Quelle est la contribution de la médecine spirituelle dans le domaine de la santé ?
La médecine spirituelle existe dans le sens où la plupart des gens, toutes religions confondues, font leur prière et entrent dans un état de bien-être car ils ont, en quelque sorte, transféré leur fardeau à un Être supérieur. La spiritualité nous donne la sagesse pour accepter que nous n’avons pas de contrôle sur beaucoup de choses. D’ailleurs, à bien y penser, je dirais que l’être humain n’a que peu de contrôle sur ce qui se passe au tour de lui. Je dis souvent que lorsque nous avons l’intellect, nous avons la passion mais lorsque nous misons sur la spiritualité, nous avons la compassion.

Il faut que les Mauriciens comprennent que la santé est un trésor et qu’ils ont leur part de responsabilité dans leur maladie.»

Par ailleurs, chaque année, le rapport du bureau de l’Audit révèle des lacunes et des gaspillages dans le secteur de la santé.
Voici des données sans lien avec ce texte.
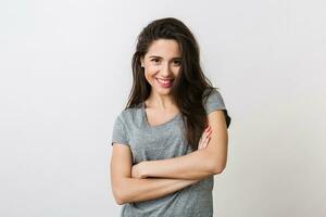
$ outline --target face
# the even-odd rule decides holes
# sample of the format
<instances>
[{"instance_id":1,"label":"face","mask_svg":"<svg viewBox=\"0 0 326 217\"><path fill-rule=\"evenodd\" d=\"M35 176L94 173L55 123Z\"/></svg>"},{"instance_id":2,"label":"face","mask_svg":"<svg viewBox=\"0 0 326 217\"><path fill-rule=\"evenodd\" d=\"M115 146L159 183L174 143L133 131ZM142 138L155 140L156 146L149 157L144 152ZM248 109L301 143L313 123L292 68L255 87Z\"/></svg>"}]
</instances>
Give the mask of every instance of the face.
<instances>
[{"instance_id":1,"label":"face","mask_svg":"<svg viewBox=\"0 0 326 217\"><path fill-rule=\"evenodd\" d=\"M158 39L153 41L141 59L145 77L158 94L168 94L177 77L181 55L176 40Z\"/></svg>"}]
</instances>

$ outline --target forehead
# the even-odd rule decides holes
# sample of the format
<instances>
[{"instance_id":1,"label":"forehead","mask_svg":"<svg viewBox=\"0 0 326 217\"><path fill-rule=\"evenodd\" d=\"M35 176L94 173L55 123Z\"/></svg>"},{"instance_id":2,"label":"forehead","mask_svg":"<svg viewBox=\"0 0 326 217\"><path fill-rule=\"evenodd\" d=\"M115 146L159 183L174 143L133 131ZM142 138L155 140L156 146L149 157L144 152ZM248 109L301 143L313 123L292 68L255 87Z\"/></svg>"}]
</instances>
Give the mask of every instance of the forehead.
<instances>
[{"instance_id":1,"label":"forehead","mask_svg":"<svg viewBox=\"0 0 326 217\"><path fill-rule=\"evenodd\" d=\"M162 58L179 58L179 44L176 40L173 39L154 40L149 47L146 55L156 55Z\"/></svg>"}]
</instances>

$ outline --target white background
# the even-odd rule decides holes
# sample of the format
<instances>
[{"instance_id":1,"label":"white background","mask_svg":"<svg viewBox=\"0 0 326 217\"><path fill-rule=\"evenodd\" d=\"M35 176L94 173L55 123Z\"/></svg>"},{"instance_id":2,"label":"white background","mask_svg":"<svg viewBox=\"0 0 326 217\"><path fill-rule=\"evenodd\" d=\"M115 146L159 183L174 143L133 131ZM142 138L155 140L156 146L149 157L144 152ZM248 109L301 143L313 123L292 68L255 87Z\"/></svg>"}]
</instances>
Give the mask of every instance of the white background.
<instances>
[{"instance_id":1,"label":"white background","mask_svg":"<svg viewBox=\"0 0 326 217\"><path fill-rule=\"evenodd\" d=\"M136 37L174 16L233 123L221 217L326 216L326 3L317 0L0 2L0 216L118 216L113 120Z\"/></svg>"}]
</instances>

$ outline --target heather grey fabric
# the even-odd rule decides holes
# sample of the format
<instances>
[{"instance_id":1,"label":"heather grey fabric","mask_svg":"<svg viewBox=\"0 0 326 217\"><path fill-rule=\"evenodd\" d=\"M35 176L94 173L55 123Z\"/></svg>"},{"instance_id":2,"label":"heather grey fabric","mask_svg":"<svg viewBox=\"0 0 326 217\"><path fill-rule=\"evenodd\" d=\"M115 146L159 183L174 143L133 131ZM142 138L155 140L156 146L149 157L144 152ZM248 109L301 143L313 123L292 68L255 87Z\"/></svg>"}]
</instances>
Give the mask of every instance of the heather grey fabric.
<instances>
[{"instance_id":1,"label":"heather grey fabric","mask_svg":"<svg viewBox=\"0 0 326 217\"><path fill-rule=\"evenodd\" d=\"M217 90L203 98L206 113L224 110L227 127L230 117L227 114L223 98ZM171 158L191 152L183 137L183 119L180 114L159 126L151 127L146 117L145 104L124 110L115 119L112 144L117 142L129 145L133 152L133 163ZM213 216L212 189L213 176L192 186L186 187L166 196L124 204L122 217L209 217Z\"/></svg>"}]
</instances>

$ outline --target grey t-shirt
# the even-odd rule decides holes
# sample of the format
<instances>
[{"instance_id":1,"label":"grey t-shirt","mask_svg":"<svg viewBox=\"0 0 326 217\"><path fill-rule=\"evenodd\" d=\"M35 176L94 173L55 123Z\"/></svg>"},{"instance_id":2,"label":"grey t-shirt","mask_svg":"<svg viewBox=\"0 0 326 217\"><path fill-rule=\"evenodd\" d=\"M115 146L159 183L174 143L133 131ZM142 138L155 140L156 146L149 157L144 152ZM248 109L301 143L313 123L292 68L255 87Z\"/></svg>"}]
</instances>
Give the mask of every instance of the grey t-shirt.
<instances>
[{"instance_id":1,"label":"grey t-shirt","mask_svg":"<svg viewBox=\"0 0 326 217\"><path fill-rule=\"evenodd\" d=\"M223 98L217 90L203 98L206 114L223 110L227 127L230 117ZM181 156L191 152L183 136L184 125L180 113L168 122L150 126L147 122L143 102L133 108L124 110L116 117L113 126L112 144L117 142L129 145L133 164ZM172 194L160 199L127 203L123 205L122 217L209 217L213 216L214 179L210 176Z\"/></svg>"}]
</instances>

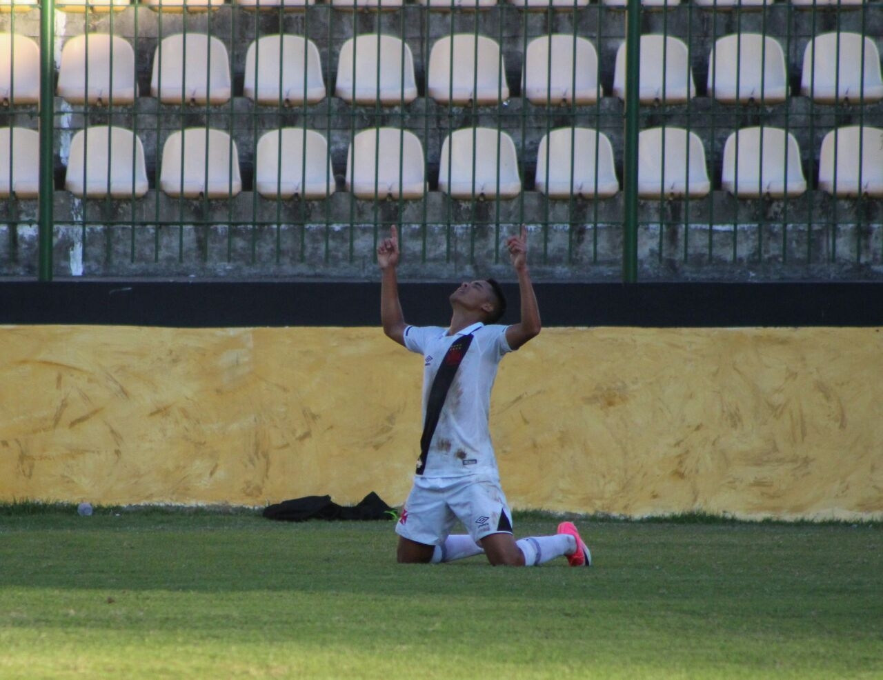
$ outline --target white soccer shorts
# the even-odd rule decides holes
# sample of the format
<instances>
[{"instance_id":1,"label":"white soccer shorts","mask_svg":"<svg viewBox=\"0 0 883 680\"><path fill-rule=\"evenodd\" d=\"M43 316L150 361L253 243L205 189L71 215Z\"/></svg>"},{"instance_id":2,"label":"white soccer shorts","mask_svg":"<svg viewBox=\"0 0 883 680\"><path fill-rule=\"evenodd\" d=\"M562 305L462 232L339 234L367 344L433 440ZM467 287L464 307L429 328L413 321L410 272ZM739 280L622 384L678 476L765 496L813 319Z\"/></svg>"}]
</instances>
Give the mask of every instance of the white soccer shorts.
<instances>
[{"instance_id":1,"label":"white soccer shorts","mask_svg":"<svg viewBox=\"0 0 883 680\"><path fill-rule=\"evenodd\" d=\"M396 533L418 543L438 546L457 519L476 543L492 533L512 533L512 513L500 482L474 475L415 477Z\"/></svg>"}]
</instances>

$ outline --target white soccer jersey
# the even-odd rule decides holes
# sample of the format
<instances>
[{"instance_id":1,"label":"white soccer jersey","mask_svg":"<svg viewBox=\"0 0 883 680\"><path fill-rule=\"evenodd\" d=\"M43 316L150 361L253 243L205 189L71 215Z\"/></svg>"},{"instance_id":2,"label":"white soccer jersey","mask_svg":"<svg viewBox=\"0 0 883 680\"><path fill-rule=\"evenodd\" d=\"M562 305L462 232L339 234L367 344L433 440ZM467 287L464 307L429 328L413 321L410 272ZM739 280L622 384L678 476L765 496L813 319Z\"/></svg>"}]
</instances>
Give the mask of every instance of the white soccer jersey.
<instances>
[{"instance_id":1,"label":"white soccer jersey","mask_svg":"<svg viewBox=\"0 0 883 680\"><path fill-rule=\"evenodd\" d=\"M511 351L506 342L508 326L476 323L452 336L437 326L408 326L404 345L423 355L423 421L435 374L448 348L461 336L472 334L472 342L448 390L438 426L429 445L424 477L457 477L469 474L499 477L494 445L487 427L491 388L500 359ZM419 447L417 447L419 455Z\"/></svg>"}]
</instances>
Peut-on y mettre un frein ?
Le rapport du bureau de l’Audit est une bonne chose mais il ne représente que 50% du travail. Il faut qu’il y ait une unité « post-audit » afin de se pencher sur la marche à suivre et ce qu’il faut implémenter pour corriger les lacunes. Il faut le monitoring, le contrôle et l’élément de responsabilité. D’ailleurs, on constate que chaque année, les mêmes problèmes sont révélés dans le rapport et il devrait être facile de prendre les mesures correctives.

N’est-il pas temps de venir de l’avant avec un système de gestion de qualité, à l’instar de la certification ISO, dans nos hôpitaux ?
C’est un must ! Car, « what gets measured gets done and can be improved». Aujourd’hui on parle de tourisme médical et du souhait de faire de Maurice un « Medical hub ». De ce fait, je pense qu’il est temps de venir de l’avant avec un système de gestion de qualité dans chaque hôpital pour veiller à ce que chaque procédure soit respectée et que tout est fait selon les normes établies. Tout est une question de formation. Si nous formons les jeunes médecins en ce sens, tout deviendra facile par la suite.

Plusieurs patients disent ne pas recevoir le même traitement d’un même médecin qui exerce à la fois dans les hôpitaux publics et dans le privé. Comment corriger cette politique de deux poids deux mesures ?
Il est triste de constater que cette pratique existe. Lorsqu’une personne va voir un médecin, il faut qu’elle reçoit un bon traitement que ce soit dans le public ou dans le privé. À l’étranger, j’ai pu constater que des médecins s’efforcent à donner le meilleur des soins aux patients quel que soit l’établissement. À Maurice, on aurait dû développer cette même mentalité mais ceci étant dit, bien souvent les hôpitaux publics font face à des problèmes d’effectif. Il devient alors difficile pour un médecin de donner un service de qualité s’il est appelé à ausculter 200 patients l’un après l’autre. Donc, c’est tout le système qui est à revoir.